Продвижению новых продуктов способствовало смелое освоение компанией такого важного и нового для послевоенных времен средства массовой информации, как телевидение. Формат многосерийных радиопостановок на бытовые темы (так называемых мыльных опер), внедренный компанией еще в 1930-е годы, был быстро адаптирован для телевидения и стал эффективным и недорогим способом общения с потребителями. Развлекательные передачи стали важным «продуктом» P&G, с помощью которого она продолжала оттачивать свои маркетинговые навыки. Еще одна маркетинговая инициатива — группа профессиональных услуг — подняла авторитет компании среди профессионалов в сфере здравоохранения. Созданная в 1957 году для распространения сведений о зубной пасте Crest среди стоматологов, эта группа впоследствии была привлечена для продвижения шампуня против перхоти Head & Shoulders, подгузников Pampers и жидкости для полоскания рта Scope. Расширяя географию продаж, P&G выходила на новые рынки по всему миру, становясь по-настоящему транснациональной, а не просто американской компанией с несколькими зарубежными филиалами. Наиболее важной сферой расширения стала Европа, хотя масштабы операций в Латинской Америке и Азии также были существенными, особенно в Мексике, Венесуэле и Японии. К 1979 году международный оборот компании составлял 2,8 миллиарда долларов, или 31 % от общей выручки.

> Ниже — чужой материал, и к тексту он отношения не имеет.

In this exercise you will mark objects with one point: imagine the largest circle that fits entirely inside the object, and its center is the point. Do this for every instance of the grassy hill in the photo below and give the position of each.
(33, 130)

Следует отметить, что возможности, кажущиеся сегодня очевидными, далеко не всегда воспринимались таковым в момент их появления. Выпуск многих блокбастеров, разработанных в течение «золотого века» — 1950-х и 1960-х годов, сопровождался неопределенностью, разочарованиями и неудачами. Затраты, которые были связаны с внедрением в сферу производства изделий из бумаги, росли по спирали, что заставляло высших руководителей компании P&G задумываться о перспективе выхода из этого бизнеса уже через несколько лет после его начала. Авторитеты в области стоматологии скептически отнеслись к зубной пасте Crest и сначала не верили в ее противокариесные свойства. Подгузники Pampers провалились на трех пробных рынках. Определенным препятствием к расширению была антитрестовская политика правительства США, которая в 1960-е годы привела к принятию судебных решений, налагавших серьезные ограничения на приобретения, которые могла бы осуществить P&G. На протяжении 1970-х годов компания не сделала ни одного крупного приобретения и ограничилась интеграцией тех приобретений, которые были сделаны в предыдущие двадцать лет, а также продолжила крупные инвестиции в линии по производству изделий из бумаги и чипсов Pringles. Другим препятствием была обеспокоенность общественности по поводу защиты окружающей среды, что вылилось в запрет на торговлю фосфатосодержащими синтетическими моющими средствами в некоторых штатах. Попытки создания бесфосфатных заменителей были дорогостоящими и отвлекали внимание компании от других приоритетных направлений. Резкий рост цен на энергоносители, начавшийся в 1973 году, ударил как по дорогому, так и по дешевому сегменту товарного ассортимента, так как потребители переориентировались на более дешевые бренды торговых сетей, а издержки производства повысились.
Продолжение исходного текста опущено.